国内の民主主義が終わるということは、国民国家という擬制、国家同士の戦争のための動員メカニズムも終わる。戦争は国家総動員の世界大戦から、権力者や、それとつながった一部関係者による、彼らの個別利害のための地域同士の小競り合い、または強者による弱者からの収奪に成り下がっていくだろう。
攻撃を仕掛ける側の国民は、それに無関心になっていく。なぜなら、攻める側は、一部のプロフェッショナル精鋭部隊とドローンなどのコストパフォーマンスのいい兵器による、安上がりな戦争、多少のカネを使えば済むものになるからである。収奪される側は、そのようなプロも力も持っていないから、国民全体が収奪されることになるが。
ここで重要なことは、戦争やそれに類する攻撃が、単に経済的利益のためだけに行われ、それを地域の平和秩序維持とか民主主義を実現するなどという「正義」でカムフラージュすることすらなくなっていることだ。

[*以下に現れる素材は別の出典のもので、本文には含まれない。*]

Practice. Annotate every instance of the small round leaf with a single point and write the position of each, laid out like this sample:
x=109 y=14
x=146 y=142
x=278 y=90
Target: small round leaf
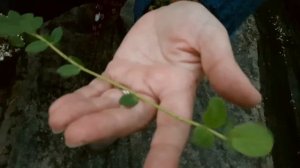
x=16 y=41
x=251 y=139
x=56 y=34
x=68 y=70
x=202 y=137
x=128 y=100
x=77 y=60
x=13 y=15
x=216 y=113
x=36 y=47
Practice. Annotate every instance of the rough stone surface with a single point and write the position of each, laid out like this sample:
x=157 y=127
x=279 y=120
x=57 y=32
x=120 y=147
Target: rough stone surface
x=27 y=142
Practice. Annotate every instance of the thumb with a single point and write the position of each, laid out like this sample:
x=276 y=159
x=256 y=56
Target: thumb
x=171 y=135
x=223 y=73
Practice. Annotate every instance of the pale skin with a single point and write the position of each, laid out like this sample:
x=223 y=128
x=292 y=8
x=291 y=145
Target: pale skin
x=163 y=57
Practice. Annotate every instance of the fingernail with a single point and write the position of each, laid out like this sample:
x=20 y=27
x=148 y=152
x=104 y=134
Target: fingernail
x=57 y=131
x=73 y=145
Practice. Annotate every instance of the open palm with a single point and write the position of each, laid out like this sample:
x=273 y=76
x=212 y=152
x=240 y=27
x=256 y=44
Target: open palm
x=163 y=57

世界は、社会も理念も関係なく、すべては経済的利益が優先する、ということが全面的に確定したのだ。つまり、社会は資本主義に乗っ取られたのである。
前回、「資本主義は、国家が勢力を拡大するために利用した、国家(帝国主義国家と言えばもっとなじみのある雰囲気になるかもしれない)の道具だった」と述べた。逆に言えば、資本主義は国家同士の争いを利用して、国家に寄生して膨張してきたのである。
資本主義という寄生虫も「宿主」の近代民主主義国家とともに死んだ
しかし、今回のことは、資本主義が寄生してきた国民国家、近代社会が寄生虫に乗っ取られてしまった、つまり、食い尽くされて死んでしまった、ということを示している。
資本主義はますます発展し、資本主義の膨張はさらに拡大するのではないか、むしろその証しなのではないか、と思うかもしれない。違う。寄生虫は寄生主(宿主)が死ぬときに死ぬのである。資本主義が膨張しすぎて、社会を乗っ取った。寄生虫が寄生主を乗っ取った、寄生主は死んだ。だから、資本主義も近代民主主義国家とともに死んだのである。